Friday, May 23, 2014

Well that kinda sucked

We kicked off Memorial Day weekend yesterday with a BBQ at our house. I managed to stay on track with my nutrition and keep away from all the chips and potato salad. Just had a burger with no bun, wrapped in lettuce and tomato and then some corn on the cob and watermelon. Started the day off early with my workout then spent the day running around - grocery shopping, mowing the lawn, then cooking non stop once people starting arriving. I have to give my wife some credit here. The BBQ was all her idea and I really wasn’t into it, but it was a good time, glad we did it. And the kids all seemed to have a good time. However by the time everyone left last night I was dead tired. I fell asleep on the couch in the family room and then woke up at 1:40 AM. Went up to bed and then had the cat wake me up around 3:30 because she was hungry. Then back to bed until the 5:00 AM alarm to get up and hit my workout. Had to hit the snooze for a few and didn’t get up until closer to 5:30. And then I was faced with……Eccentric Upper. 


So if you’re not familiar with P90X3, Eccentric Upper is one of the workout programs and as far as I’m concerned it’s the hardest one. What does “eccentric” mean you ask? Let’s define.


Eccentric training is defined as active contraction of a muscle occurring simultaneously with lengthening of the muscle . For example, in a biceps curl the action of lowering the dumbbell back down from the lift is the eccentric phase of that exercise — as long as the dumbbell is lowered slowly rather than letting it drop (i.e the bicep muscle is in a state of contraction to control the rate of descent of the dumbbell).

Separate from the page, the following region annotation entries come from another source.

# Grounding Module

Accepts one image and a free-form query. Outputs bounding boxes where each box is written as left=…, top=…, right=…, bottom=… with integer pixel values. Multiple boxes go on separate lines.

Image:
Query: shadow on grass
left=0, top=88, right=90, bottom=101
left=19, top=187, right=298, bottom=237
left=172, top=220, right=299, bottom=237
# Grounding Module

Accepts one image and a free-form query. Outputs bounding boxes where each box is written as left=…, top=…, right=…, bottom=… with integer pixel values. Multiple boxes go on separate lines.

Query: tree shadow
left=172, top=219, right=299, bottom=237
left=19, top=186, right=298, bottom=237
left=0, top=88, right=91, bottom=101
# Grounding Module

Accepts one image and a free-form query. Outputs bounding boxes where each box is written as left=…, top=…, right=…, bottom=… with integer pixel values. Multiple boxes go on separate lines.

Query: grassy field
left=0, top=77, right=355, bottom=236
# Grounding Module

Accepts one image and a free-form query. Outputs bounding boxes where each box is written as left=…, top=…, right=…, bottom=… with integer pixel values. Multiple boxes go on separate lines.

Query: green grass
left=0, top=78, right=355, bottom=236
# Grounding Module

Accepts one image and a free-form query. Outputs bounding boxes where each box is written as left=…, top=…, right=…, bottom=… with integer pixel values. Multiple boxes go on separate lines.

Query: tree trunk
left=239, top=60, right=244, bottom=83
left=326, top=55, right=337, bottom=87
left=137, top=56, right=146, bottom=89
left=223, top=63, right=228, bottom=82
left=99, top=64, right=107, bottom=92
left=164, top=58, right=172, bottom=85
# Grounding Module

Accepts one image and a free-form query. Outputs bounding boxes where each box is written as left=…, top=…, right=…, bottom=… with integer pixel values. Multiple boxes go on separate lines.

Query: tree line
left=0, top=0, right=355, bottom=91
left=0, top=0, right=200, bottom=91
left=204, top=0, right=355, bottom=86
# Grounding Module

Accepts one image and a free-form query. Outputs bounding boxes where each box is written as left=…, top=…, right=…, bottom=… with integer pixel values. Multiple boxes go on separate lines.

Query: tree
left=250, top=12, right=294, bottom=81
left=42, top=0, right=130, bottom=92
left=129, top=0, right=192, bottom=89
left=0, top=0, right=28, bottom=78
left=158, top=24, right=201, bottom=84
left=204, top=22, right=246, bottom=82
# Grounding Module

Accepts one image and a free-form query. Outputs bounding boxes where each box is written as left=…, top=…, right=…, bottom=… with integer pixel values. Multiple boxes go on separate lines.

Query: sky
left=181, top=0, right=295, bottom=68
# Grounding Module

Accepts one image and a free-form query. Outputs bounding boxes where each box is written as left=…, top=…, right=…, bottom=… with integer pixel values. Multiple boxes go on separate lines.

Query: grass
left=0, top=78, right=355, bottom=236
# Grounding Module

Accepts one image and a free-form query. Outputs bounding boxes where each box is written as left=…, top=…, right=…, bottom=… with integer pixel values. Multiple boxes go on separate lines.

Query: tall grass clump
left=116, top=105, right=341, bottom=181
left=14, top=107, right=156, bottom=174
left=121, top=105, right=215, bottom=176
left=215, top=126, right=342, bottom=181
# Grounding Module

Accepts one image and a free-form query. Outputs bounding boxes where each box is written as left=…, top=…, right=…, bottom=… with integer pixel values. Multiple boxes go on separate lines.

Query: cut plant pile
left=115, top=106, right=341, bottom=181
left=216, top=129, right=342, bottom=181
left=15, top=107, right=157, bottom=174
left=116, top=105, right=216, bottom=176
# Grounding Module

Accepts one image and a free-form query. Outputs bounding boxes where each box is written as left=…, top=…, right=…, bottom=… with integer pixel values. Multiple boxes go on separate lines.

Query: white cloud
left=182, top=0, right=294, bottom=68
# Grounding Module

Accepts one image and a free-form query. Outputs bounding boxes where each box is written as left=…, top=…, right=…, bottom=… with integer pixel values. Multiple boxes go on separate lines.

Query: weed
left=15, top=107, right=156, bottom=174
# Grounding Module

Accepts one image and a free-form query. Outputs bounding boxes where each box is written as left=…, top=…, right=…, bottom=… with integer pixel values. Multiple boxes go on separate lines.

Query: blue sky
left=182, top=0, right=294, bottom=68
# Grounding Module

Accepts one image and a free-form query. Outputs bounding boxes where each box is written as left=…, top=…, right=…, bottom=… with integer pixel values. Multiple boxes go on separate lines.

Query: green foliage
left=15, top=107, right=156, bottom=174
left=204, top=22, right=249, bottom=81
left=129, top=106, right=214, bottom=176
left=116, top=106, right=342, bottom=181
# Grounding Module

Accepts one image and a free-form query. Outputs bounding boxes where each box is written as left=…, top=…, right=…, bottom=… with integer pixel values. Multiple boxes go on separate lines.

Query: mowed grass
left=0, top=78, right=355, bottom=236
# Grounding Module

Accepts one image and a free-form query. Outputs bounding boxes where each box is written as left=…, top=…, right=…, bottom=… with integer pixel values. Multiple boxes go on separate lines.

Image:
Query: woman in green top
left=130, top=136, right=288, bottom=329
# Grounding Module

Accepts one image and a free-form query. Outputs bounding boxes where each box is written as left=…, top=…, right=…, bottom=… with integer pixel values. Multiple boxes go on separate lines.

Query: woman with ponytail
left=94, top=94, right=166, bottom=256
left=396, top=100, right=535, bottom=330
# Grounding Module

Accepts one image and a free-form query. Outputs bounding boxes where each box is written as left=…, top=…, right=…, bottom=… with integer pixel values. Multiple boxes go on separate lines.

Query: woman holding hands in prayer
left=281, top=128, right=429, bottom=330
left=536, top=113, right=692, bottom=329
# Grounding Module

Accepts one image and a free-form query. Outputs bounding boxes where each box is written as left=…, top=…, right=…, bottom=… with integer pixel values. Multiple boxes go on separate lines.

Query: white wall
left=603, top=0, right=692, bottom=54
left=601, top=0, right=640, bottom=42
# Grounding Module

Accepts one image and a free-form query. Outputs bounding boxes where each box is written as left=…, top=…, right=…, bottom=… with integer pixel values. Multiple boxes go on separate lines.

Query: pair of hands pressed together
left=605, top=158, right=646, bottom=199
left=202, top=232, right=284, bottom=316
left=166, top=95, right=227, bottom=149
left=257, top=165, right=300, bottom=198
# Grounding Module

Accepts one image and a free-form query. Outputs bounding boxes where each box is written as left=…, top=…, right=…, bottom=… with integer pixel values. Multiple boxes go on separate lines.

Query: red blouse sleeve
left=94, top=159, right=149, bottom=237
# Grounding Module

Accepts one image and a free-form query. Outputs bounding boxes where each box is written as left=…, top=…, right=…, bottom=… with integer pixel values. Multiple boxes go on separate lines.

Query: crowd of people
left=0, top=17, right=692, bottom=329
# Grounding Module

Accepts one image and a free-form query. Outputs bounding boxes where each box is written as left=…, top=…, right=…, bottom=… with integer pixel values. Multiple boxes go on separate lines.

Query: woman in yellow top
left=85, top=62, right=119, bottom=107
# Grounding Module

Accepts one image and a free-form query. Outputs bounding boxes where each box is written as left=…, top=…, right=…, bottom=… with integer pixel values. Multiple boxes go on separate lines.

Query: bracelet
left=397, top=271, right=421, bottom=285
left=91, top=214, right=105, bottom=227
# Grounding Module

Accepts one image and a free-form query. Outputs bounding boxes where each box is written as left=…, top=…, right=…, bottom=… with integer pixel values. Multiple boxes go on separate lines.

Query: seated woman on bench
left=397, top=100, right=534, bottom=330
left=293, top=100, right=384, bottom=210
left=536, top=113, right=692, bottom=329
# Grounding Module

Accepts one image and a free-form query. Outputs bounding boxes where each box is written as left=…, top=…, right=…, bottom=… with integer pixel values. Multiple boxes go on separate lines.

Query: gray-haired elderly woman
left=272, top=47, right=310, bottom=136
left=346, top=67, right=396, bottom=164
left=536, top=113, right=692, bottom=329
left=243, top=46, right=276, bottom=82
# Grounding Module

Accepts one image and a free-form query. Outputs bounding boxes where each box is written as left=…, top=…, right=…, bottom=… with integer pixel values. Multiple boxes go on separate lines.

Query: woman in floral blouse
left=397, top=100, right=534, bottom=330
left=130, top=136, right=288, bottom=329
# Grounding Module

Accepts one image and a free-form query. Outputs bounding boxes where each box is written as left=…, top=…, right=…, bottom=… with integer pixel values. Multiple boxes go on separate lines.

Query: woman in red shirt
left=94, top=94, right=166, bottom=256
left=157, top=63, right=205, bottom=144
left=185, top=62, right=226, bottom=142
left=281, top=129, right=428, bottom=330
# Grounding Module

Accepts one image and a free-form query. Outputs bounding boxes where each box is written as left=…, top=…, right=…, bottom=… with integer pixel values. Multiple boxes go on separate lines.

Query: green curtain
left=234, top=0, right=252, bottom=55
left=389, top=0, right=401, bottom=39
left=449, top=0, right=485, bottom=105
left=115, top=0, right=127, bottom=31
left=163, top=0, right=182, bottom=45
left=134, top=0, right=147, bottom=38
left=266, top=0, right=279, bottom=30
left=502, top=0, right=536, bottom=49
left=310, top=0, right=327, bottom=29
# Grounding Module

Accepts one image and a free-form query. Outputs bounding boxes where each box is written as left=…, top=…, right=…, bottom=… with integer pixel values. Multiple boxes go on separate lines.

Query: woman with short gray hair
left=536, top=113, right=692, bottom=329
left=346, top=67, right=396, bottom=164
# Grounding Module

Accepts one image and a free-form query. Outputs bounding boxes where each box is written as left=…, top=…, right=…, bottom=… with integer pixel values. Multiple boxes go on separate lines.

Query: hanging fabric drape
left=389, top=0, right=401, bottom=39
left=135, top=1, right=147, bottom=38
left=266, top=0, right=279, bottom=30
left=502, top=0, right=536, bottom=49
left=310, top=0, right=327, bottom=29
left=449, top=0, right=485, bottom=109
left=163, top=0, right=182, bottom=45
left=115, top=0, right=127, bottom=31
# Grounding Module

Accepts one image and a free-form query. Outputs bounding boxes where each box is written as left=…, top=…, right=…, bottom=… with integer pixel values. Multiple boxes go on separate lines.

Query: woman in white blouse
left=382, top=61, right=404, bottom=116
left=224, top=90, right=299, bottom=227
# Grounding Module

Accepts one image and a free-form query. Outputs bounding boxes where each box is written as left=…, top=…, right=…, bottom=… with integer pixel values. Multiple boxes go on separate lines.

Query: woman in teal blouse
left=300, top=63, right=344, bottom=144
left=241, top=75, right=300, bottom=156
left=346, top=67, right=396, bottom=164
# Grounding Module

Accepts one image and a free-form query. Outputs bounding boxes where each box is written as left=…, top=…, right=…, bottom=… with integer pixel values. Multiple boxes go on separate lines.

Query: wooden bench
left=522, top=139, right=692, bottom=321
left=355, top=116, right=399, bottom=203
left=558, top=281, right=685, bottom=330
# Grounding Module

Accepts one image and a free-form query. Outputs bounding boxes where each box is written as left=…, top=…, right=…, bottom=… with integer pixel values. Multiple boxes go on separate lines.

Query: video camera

Basically, when you do bicep curls, you fire up on the curl but then lower it back down really slooooooooowly to keep extra tension on the muscles. But this is P90X3 so it’s not just bicep curls. It’s curls, pull ups, push ups, variations on all of them and then of course the dreaded “burnout” period to close it out. Pull ups are hard enough, but when you then have to lower yourself down slowly before firing back up it’s just a thousand times harder. Needless to say, I really struggled with this today. I just feel exhausted and weak and feel like I didn’t get in a good workout. But I pushed through it. And that’s the most important thing - making the commitment and sticking to it. This morning’s workout kinda sucked, but I did it. And I’ll be right back at it tomorrow. See you at 5:00 AM, Mr. Horton.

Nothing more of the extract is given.